Sind Eltern und Großeltern so zerstritten, dass das Kind bei einem Umgang in einen Loyalitätskonflikt geriete, dient der Umgang der Großeltern mit dem Kind regelmäßig nicht seinem Wohl. Gleiches gilt, wenn die Großeltern den Erziehungsvorrang der Eltern missachten.

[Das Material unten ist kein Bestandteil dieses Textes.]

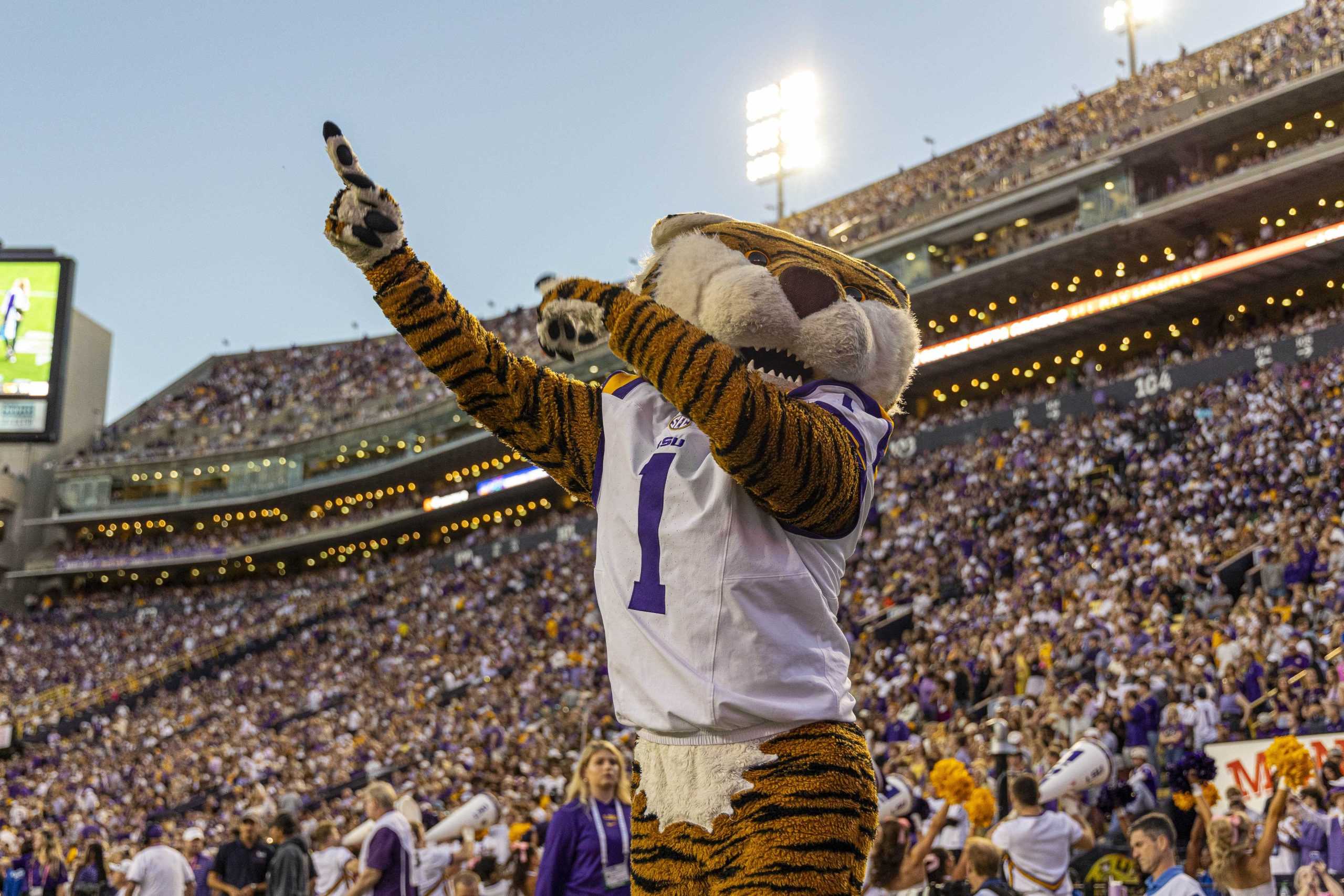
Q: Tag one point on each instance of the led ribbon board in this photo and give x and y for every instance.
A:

Der Großelternumgang richtet sich nach § 1685 Abs. 1 BGB. Danach muss der Großelternumgang des Wohl des Kindes dienen. Als Auslegungshilfe für die Frage, was dem Wohl des Kindes dient, kann § 1626 Abs. 3 Satz 2 BGB herangezogen werden. Danach gehört der Umgang zum Wohl des Kindes, wenn Bindungen wechselseitig bestehen, deren Aufrechterhaltung für die Entwicklung des Kindes förderlich sind.

Das Vorliegen dieser Voraussetzungen hat der BGH ebenso wie die Vorinstanzen nach gründlicher Aufklärung aller Umstände verneint.